Заказав через голландских моряков корабль в Амстердаме, царь, чтобы не так томительно длилось ожидание, решил приступить к самостоятельной стройке военного судна.
Все округи были поставлены на ноги. На верфь согнали плотников, столяров, кузнецов и слесарей. Крестьяне под надзором приказных день и ночь рубили лес и свозили его на своих лошадях к месту закладки судна.
Царь не знал устали. Полный вдохновения, он работал за пятерых, выполнял приказания учителей, как священник каноны церковные, и требовал такого же послушания от всех участников работы. Из верфи он никуда не уходил, жил в веже, где, кроме инструментов и колоды, заменявшей стол ничего не было, спал на брезенте.
Десятого августа 7201[146] года к Петру прибыл гонец из Москвы с цидулой от матери.
«Начала канитель тянуть, – передёрнул царь плечом и правой щекой. – На первую цидулу не ответил, так нет же – заместо того, чтоб разгневаться и вон из памяти меня выкинуть, другую подкинула. – И повернулся в сторону моря. – Единожды хлебнула бы духу морского, иное запела бы. Все бы радости свои за единый всплеск волны отдала. Море! И слово-то какое чудесное: мо-ре! А глядишь на могучесть его, и словно бы небеса со всеми тайнами вселенной перед тобою. Словно бежит, бежит, бежит думка твоя с седою волною в дальние неведомые края, и сам-то ты весь обретаешься во вселенной! А складки! Ну, вот тебе точь-в-точь, как у Аннет на шлейфу, как его, мурав… то бишь:.. муаровом!»
Глаза Петра горели таким несказанным счастьем, как будто и в самом деле открылись ему все сокровенные тайны мира. Он сорвал с себя шляпу, высоко подбросил её и до онемения сжал пальцами грудь.
– Море! Слышишь ли, море? Всея Руси царь Пётр тебе говорит: зазнобушка моя, море!
До окончания работ государь не притронулся к цидуле и лишь вечером, расположившись у костра, принялся читать вслух, по складам:
– «…Свету моему, радости моей, – писала Наталья Кирилловна, – паче живота моего возлюбленному, драгому моему. Здравствуй, радость моя, царь Пётр Алексеевич, на множество лет, а мы, радость наша, живы. О том, свет мой, радость моя, сокрушаюсь, что тебя, света моего, не вижу. Писала я к тебе, к надежде своей, как мне тебя, радость свою, ожидать, и ты, свет мой, опечалил меня, что о том не отписал.
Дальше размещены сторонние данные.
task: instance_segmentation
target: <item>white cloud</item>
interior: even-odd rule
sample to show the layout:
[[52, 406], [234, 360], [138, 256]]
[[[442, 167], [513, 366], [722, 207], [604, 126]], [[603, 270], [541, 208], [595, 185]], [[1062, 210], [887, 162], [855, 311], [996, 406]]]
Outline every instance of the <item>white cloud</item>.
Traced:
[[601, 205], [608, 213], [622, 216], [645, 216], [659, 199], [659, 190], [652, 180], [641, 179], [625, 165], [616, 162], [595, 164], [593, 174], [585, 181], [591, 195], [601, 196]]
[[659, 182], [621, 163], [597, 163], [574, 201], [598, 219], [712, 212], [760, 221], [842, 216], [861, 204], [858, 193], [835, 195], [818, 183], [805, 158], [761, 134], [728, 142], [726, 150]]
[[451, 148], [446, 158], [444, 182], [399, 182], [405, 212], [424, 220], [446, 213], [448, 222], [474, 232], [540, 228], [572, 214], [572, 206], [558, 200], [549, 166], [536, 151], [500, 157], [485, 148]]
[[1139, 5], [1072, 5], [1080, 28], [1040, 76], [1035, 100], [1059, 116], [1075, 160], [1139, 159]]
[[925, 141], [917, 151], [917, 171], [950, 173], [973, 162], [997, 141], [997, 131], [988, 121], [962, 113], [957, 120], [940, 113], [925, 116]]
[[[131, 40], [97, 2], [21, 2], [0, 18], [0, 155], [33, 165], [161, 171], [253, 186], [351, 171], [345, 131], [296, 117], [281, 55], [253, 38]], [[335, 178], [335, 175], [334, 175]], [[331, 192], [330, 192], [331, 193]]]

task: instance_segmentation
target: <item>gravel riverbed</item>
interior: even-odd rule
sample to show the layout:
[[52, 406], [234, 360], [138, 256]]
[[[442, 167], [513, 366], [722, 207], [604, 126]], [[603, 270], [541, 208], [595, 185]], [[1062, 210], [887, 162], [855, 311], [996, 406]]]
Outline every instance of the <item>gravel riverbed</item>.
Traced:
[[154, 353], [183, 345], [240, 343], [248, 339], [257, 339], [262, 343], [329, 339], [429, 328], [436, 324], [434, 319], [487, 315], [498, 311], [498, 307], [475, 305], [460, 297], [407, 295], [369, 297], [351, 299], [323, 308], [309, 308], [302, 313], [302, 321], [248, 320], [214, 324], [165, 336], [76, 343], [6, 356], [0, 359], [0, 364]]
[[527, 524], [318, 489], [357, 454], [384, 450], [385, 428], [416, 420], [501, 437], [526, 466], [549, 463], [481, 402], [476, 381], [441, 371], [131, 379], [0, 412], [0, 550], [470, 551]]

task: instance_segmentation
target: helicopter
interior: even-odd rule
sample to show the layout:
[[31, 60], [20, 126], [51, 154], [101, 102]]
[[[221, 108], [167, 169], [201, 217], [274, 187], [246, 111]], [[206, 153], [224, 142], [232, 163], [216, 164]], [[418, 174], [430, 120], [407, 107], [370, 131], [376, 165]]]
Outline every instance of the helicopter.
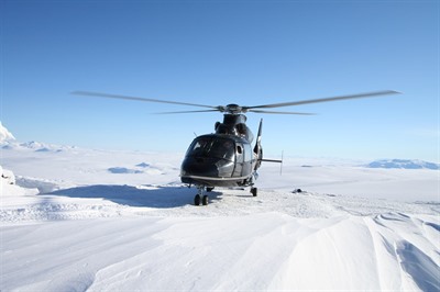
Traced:
[[260, 120], [255, 144], [252, 146], [254, 135], [246, 125], [245, 113], [261, 114], [295, 114], [314, 115], [302, 112], [279, 112], [265, 109], [302, 105], [319, 102], [331, 102], [349, 99], [373, 98], [378, 96], [397, 94], [394, 90], [382, 90], [350, 96], [338, 96], [323, 99], [310, 99], [282, 103], [262, 104], [253, 106], [241, 106], [239, 104], [206, 105], [178, 101], [166, 101], [130, 96], [109, 94], [91, 91], [74, 91], [72, 94], [100, 97], [110, 99], [123, 99], [143, 102], [160, 102], [179, 104], [186, 106], [205, 108], [206, 110], [163, 112], [161, 114], [182, 114], [200, 112], [221, 112], [223, 121], [216, 122], [215, 133], [197, 136], [189, 145], [180, 166], [180, 180], [188, 187], [195, 186], [197, 194], [194, 198], [195, 205], [207, 205], [209, 196], [207, 192], [216, 187], [220, 188], [244, 188], [251, 187], [253, 196], [257, 195], [257, 188], [254, 187], [257, 179], [257, 169], [262, 162], [282, 162], [276, 159], [264, 159], [262, 141], [263, 120]]

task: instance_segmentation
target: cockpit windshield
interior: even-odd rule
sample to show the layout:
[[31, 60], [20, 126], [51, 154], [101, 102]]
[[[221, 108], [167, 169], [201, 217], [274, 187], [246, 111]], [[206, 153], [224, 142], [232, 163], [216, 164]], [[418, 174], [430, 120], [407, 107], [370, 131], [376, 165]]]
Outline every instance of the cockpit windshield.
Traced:
[[221, 137], [199, 137], [189, 146], [187, 156], [201, 156], [233, 160], [235, 143]]

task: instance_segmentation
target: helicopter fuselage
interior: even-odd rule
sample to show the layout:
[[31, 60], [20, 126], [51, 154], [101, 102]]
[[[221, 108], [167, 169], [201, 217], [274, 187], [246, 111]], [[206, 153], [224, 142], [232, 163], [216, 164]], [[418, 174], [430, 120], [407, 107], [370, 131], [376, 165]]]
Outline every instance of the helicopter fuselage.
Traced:
[[180, 179], [187, 184], [208, 188], [252, 186], [257, 159], [244, 137], [232, 134], [198, 136], [182, 162]]

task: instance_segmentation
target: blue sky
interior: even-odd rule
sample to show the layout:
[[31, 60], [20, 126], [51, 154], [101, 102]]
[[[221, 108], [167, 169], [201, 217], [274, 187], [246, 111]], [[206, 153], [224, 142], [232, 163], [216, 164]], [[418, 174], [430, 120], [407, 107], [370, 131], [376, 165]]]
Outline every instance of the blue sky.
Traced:
[[[82, 98], [89, 90], [256, 105], [375, 90], [384, 98], [280, 110], [266, 154], [439, 157], [439, 1], [2, 1], [1, 121], [18, 139], [185, 151], [220, 113]], [[198, 110], [197, 108], [194, 110]]]

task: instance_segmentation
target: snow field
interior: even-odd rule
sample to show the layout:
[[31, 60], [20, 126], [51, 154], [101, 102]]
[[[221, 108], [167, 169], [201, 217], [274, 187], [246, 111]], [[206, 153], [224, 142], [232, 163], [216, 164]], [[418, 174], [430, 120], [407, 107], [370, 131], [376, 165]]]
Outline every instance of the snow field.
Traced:
[[180, 155], [32, 145], [2, 149], [1, 291], [440, 291], [439, 171], [286, 161], [197, 207]]

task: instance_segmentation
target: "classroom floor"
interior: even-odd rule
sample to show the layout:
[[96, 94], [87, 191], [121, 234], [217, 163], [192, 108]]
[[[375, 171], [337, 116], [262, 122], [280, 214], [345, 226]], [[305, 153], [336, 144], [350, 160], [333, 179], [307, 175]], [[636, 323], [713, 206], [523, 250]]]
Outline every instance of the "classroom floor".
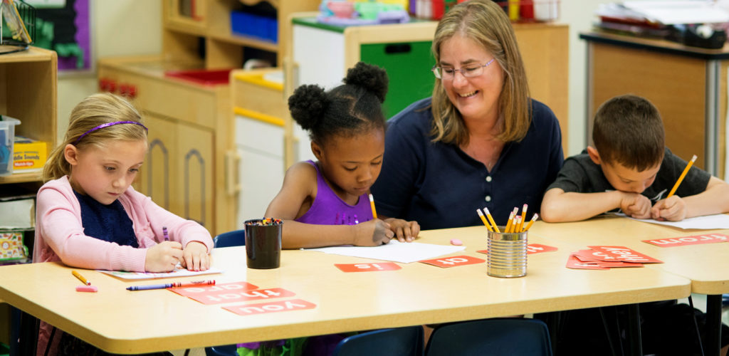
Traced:
[[[703, 294], [692, 294], [692, 298], [693, 299], [693, 306], [696, 309], [701, 309], [703, 312], [706, 311], [706, 296]], [[685, 303], [688, 304], [688, 298], [685, 298], [683, 299], [679, 299], [679, 303]], [[725, 324], [729, 325], [729, 307], [725, 307], [722, 309], [722, 322]], [[172, 354], [175, 356], [184, 356], [185, 350], [176, 350], [173, 351]], [[192, 349], [190, 350], [188, 356], [205, 356], [205, 349]]]

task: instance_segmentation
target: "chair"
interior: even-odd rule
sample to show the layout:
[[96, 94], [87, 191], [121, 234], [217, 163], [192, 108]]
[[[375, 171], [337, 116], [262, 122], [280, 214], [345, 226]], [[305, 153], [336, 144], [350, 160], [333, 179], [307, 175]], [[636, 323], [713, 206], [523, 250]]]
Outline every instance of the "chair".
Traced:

Прошу тебя, света моего, помилуй родившую тебя, как тебе, радость моя, возможно, приезжай к нам, не мешкая. Ей, свет мой, несносная мне печаль, что ты, радость, в дальнем таком пути. Буди над тобою, свет мой, милость Божия, и вручаю тебя, радость свою, общей нашей надежде – Пресвятой Богородице. Она тебя, надежда наша, да сохранит, а от меня, свет мой, радость моя, благословение…»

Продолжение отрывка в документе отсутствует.